Before I do anything else on New Year's Day, I book flights.
Two days later I travel 5 minutes on a bus, 8 minutes on the Overground and 15 minutes on the DLR into London City Airport, where I walk through security, sit for half an hour at the gate, get on a plane, spend an hour in the sky, and land in Amsterdam in the late morning, just in time for lunch.
At the hostel, a huge ex-laboratory across the water from the main station, I put my bag in the luggage storage room because my bed isn't ready yet, and padlock my valuables into a locker by reception, then I leave again. I take the 3 minute ferry from Noord to the city centre. I don't ask for a map.
The sun is breaking through the clouds by the time the tram drops me at Westermarkt, and I make my way into Jordaan, where lights span the streets above my head and New Year fireworks still litter the concrete under my feet. I walk along the canals all day; crossing back and forth over bridges, glancing into the first floor windows of impossibly tall houses, and away from the women who stand behind red-lit glass. I listen to music and feel my mind slow down and relax; this trip already feels like one of the best choices I'll make this year.
And it is a choice, there are always other options: and this time I choose to be in Amsterdam, and I decide to be there alone.
Because, I realise, going away alone isn't the lesser option, just as being single isn't a consolation prize, and renting in a house share isn't Plan B. These aren't poses you just have to hold, grimacing, until the thing you really want comes along. You can be there because you want to be, and choose that way with just as much agency as other people choose theirs. It's not a case of this will just have to do.

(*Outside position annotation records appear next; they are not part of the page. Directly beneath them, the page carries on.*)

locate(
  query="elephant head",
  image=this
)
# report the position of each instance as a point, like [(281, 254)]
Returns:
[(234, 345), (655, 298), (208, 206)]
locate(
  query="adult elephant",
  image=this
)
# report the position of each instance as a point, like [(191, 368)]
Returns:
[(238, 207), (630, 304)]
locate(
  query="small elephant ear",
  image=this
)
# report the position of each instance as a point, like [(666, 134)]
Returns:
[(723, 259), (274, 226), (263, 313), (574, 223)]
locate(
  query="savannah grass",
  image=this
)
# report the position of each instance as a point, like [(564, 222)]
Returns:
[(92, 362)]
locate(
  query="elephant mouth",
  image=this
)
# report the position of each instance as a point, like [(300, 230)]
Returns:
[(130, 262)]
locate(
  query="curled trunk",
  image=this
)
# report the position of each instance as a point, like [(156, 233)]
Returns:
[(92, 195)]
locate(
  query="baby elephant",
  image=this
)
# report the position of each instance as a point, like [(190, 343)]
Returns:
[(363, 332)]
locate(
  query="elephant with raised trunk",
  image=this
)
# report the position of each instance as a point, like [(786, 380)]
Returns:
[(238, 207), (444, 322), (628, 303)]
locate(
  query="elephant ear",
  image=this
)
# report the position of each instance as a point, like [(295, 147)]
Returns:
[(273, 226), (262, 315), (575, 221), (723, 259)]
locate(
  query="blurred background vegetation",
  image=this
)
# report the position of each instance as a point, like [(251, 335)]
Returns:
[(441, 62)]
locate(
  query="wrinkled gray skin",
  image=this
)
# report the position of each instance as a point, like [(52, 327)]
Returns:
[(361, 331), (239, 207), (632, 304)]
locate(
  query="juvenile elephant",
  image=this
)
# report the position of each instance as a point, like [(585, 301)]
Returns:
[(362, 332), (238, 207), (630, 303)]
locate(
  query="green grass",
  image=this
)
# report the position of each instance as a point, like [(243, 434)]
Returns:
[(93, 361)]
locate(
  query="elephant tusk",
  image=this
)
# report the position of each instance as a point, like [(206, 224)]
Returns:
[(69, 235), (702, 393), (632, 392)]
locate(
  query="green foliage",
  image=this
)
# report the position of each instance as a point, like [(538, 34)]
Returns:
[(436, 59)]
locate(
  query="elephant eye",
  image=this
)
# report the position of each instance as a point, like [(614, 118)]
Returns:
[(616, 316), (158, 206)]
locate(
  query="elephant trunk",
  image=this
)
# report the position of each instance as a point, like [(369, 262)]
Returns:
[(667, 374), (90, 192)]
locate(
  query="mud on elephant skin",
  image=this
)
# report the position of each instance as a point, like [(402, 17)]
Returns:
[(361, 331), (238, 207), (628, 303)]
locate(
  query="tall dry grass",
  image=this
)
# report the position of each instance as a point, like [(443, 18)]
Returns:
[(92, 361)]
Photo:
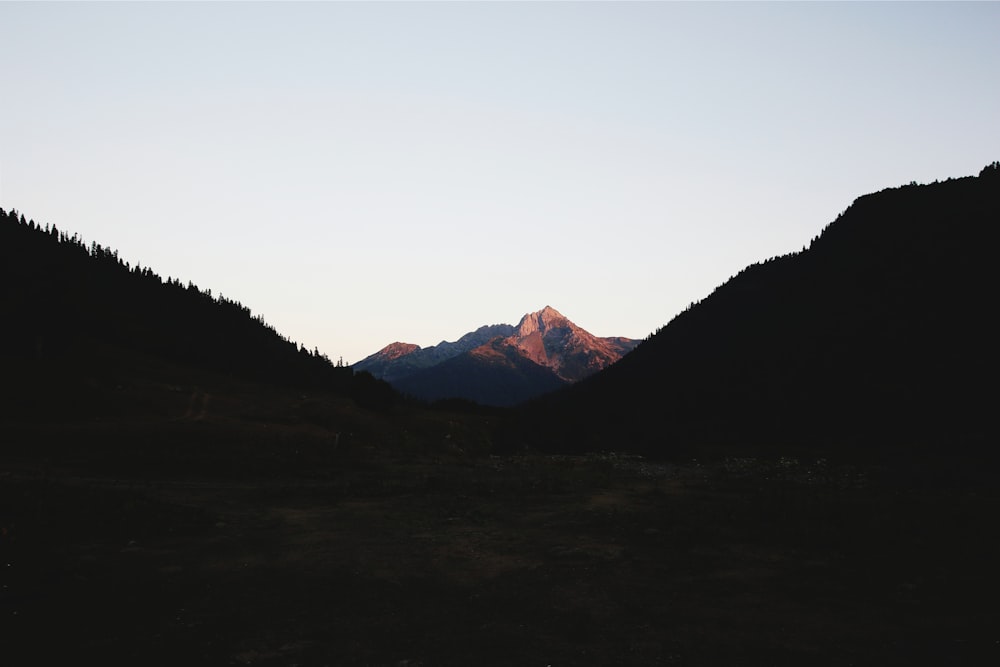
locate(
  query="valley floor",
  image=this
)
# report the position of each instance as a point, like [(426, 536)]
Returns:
[(600, 560)]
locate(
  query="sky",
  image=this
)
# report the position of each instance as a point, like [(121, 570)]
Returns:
[(363, 173)]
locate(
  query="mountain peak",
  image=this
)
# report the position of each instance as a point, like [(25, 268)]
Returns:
[(541, 321), (500, 364), (397, 350)]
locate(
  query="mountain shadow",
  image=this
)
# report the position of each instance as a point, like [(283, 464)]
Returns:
[(879, 335), (75, 314)]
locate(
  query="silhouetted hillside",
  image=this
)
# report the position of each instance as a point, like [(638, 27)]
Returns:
[(880, 334), (493, 374), (65, 305)]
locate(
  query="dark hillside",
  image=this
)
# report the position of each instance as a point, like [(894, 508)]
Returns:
[(72, 311), (879, 334)]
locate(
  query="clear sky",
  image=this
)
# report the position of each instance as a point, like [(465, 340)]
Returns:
[(365, 173)]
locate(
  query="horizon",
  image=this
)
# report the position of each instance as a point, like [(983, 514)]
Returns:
[(361, 174)]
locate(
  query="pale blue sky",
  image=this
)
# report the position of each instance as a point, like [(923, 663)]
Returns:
[(365, 173)]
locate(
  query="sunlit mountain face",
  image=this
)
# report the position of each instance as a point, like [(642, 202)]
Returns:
[(499, 364)]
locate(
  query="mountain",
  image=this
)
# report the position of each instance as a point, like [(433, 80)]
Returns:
[(79, 319), (499, 364), (878, 337), (399, 360)]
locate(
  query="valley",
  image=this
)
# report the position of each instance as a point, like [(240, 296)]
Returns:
[(385, 558)]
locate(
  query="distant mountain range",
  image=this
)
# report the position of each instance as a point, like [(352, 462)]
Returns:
[(498, 364), (878, 337)]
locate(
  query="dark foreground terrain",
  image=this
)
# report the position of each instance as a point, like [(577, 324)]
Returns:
[(216, 540)]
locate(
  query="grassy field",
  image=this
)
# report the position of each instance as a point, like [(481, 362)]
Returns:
[(234, 526)]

In Amsterdam I walk for hours, and fall asleep wearing an eye mask and earplugs in a dorm room shared with three other people, and order an afternoon Glühwein in the candlelit confines of a Bruin cafe, and eat two dinners by myself in a food hall, and sit in the bright, busy, communal area of the hostel and read my book, and make friends with people from Canada and Australia, and we all stay awake until nearly 6am.
And three days later I check out, and get the ferry across to Amsterdam Centraal, and catch the train to Schipol Airport, and have a McDonald's in departures because I'm hungry and anyway, no one needs to know. Then I fly back to London; happy with my choices, ready to get through the bleakest time of year in this city; all the things I didn't feel before I booked those flights.